We have to hope the federal “Protect Small Businesses from Excessive Paperwork Act of 2025” concepts trickle down to states. There needs to be some severe rethinking at the state level of what departments should be doing to help businesses and not hinder them. When it comes to alcohol, so many of these departments are highly influenced by the old-fashioned wholesale channel. These departments even admit that the influence comes from the wholesale channel as to what they should be doing.
The South Dakota Department of Revenue's approach to alcoholic beverages exemplifies a troubling trend among regulatory departments nationwide. Their interpretation contradicts both common sense and the efficiency principles that drove the original legislation. This regulatory inconsistency creates unnecessary barriers for businesses while potentially wasting taxpayer resources on inefficient collection methods, an approach that Governor Kristi Noem would likely find inconsistent with her administration's commitment to efficient governance and fiscal responsibility.
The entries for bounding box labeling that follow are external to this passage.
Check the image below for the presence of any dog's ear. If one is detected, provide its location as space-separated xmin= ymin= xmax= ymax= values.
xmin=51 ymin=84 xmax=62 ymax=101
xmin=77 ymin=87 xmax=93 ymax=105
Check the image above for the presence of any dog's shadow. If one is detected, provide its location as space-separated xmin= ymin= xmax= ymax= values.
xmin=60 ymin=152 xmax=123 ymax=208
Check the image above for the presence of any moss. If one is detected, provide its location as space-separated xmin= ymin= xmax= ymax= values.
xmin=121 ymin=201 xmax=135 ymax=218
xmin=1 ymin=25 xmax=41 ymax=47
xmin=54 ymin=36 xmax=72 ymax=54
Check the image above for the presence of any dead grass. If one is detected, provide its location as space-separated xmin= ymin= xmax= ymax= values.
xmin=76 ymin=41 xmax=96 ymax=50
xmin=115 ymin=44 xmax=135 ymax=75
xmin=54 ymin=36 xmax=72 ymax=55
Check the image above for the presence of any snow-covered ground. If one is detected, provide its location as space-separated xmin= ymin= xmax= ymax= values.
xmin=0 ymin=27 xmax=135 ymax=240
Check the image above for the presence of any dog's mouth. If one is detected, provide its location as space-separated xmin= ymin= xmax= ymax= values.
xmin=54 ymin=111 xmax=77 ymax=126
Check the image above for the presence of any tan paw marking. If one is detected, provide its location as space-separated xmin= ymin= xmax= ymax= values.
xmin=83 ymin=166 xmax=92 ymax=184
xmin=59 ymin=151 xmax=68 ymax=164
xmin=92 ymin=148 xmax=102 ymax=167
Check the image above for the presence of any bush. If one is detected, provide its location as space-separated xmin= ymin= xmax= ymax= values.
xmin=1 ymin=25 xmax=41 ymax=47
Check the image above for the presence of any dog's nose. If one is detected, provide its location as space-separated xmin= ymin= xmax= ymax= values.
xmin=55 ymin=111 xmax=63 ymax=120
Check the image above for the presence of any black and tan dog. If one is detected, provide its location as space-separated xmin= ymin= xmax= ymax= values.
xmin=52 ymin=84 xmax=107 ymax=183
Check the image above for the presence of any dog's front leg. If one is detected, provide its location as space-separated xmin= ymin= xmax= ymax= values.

Even as businesses demonstrate their ability to meet state regulatory needs, regulators are increasingly influenced by the wholesale lobbyists to complicate compliance. This same pattern is evident in Virginia, Tennessee, Michigan and others, where regulators have abandoned logical pathways to improve consumer choice and focus on creating barriers under wholesale channel influence. It's time to overhaul regulatory rules nationwide, a change that would improve consumer choice, help family craft businesses grow, and generate more tax revenue for states while reducing the outsized influence of entrenched wholesale interests. It is the American thing to do, help our family craft businesses.